For Occasional Use (OU) services, during the first six months of the year AsiaSat supplied capacity for distribution of the Australian Open Tennis tournament, the German Bundelsliga, English Premier League and FA Cup football, the Golden Globes and the Academy Awards in California, the World Economic Forum in Davos and The One Belt One Road Forum in Beijing along with the 20th Anniversary Celebrations of Hong Kong’s Handover to China.

MARKET REVIEW
While the global satellite market remains challenging, the economic and demographic positives for much of the Asia Pacific continue to be compelling with on-going annual GDP growth in markets such as China, India, Indonesia and Vietnam conservatively forecast to remain above 5% per year to 2020 and beyond.
The youthful demographics and increasingly sophisticated demand for technically flexible video and data services translates into positive prospects for satellite services in the region. Our detailed market knowledge and long-term relationships provide us with a unique capacity to meet the needs and expectations of our service partners and end users alike.

The fast evolving business models for Over-the-Top (OTT) services and a more pervasive highspeed distribution ground segment for mobile and fixed-line broadband video and data is attracting new investment to the telecoms and video sectors leading to improved demand for satellite services, albeit at lower pricing for the price pressure reasons outlined above.

With just 20% of pay TV homes across the region having migrated from SD to HD services AsiaSat is well positioned to benefit from a significant gap in the market, while HD pay TV penetration reaches over 70% in some countries in the Americas such as Brazil and the United States. Furthermore, as of early 2017 just 12% of Asian TV households had access to UHD 4K services largely due to a lack of genuine 4K content. We envisage that a largely untapped hunger for higher value 4K and 8K formatted Ultra High Definition (UHD) and video gaming services will be boosted by the 2020 Japan Olympics and other high-value sports and entertainment events over the next 3-5 years.

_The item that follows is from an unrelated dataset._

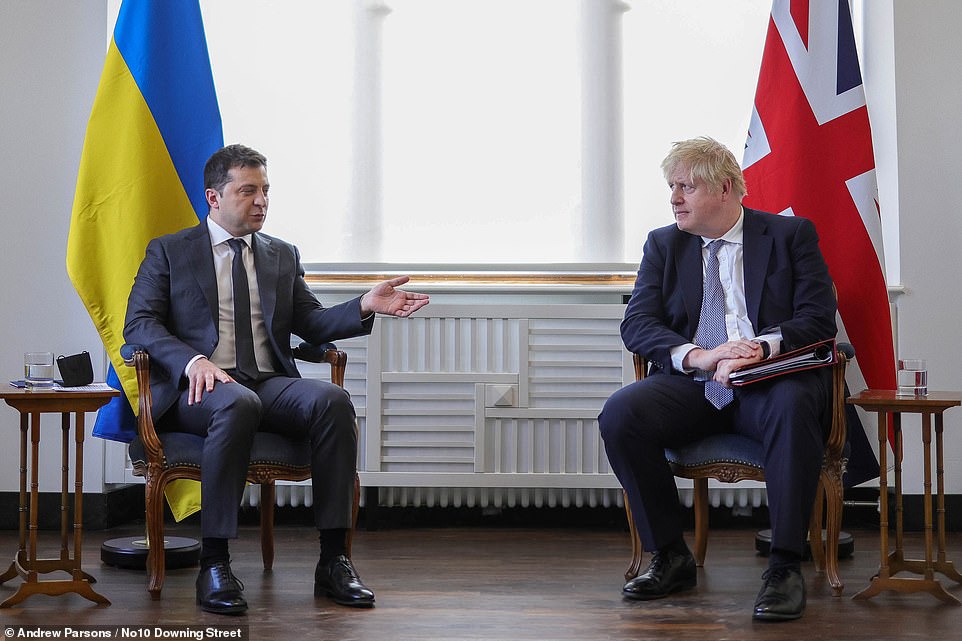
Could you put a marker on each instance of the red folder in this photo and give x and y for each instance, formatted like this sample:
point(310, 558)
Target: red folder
point(811, 356)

OUTLOOK For the remainder of 2017, we do not anticipate any significant changes in broad market conditions and challenges for AsiaSat are consistent with those for the broader satellite industry. The increased competition from terrestrial systems affecting satellite operators in other parts of the world is not expected to significantly impact Asia in the near-to-medium term, due to the lack of quality terrestrial networks in many areas of the Asia-Pacific region.

As a result of the early repayment of a bank loan drawn down in July 2015, the Group will write off the balance of the unamortised arrangement fees of approximately HK$26 million thus impacting profits during the second half of 2017. The new facilities offered better terms to the Group, further strengthening the Group’s capital structure.

ACKNOWLEDGEMENTS
I would like to take this opportunity to thank past Board members Mr. James Watkins, Mr. Kenneth McKelvie and Mr. Alex Ying for their valuable contributions and to welcome Mr. Steven Leonard, Mr. Marcel Fenez and Mr. Herman Chang as new members of the AsiaSat Board of Directors.

Finally, I express my gratitude to the management team and operations staff who work so hard to retain AsiaSat’s position at the forefront of our industry. I also sincerely thank our customers and shareholders for their continuous support to the company.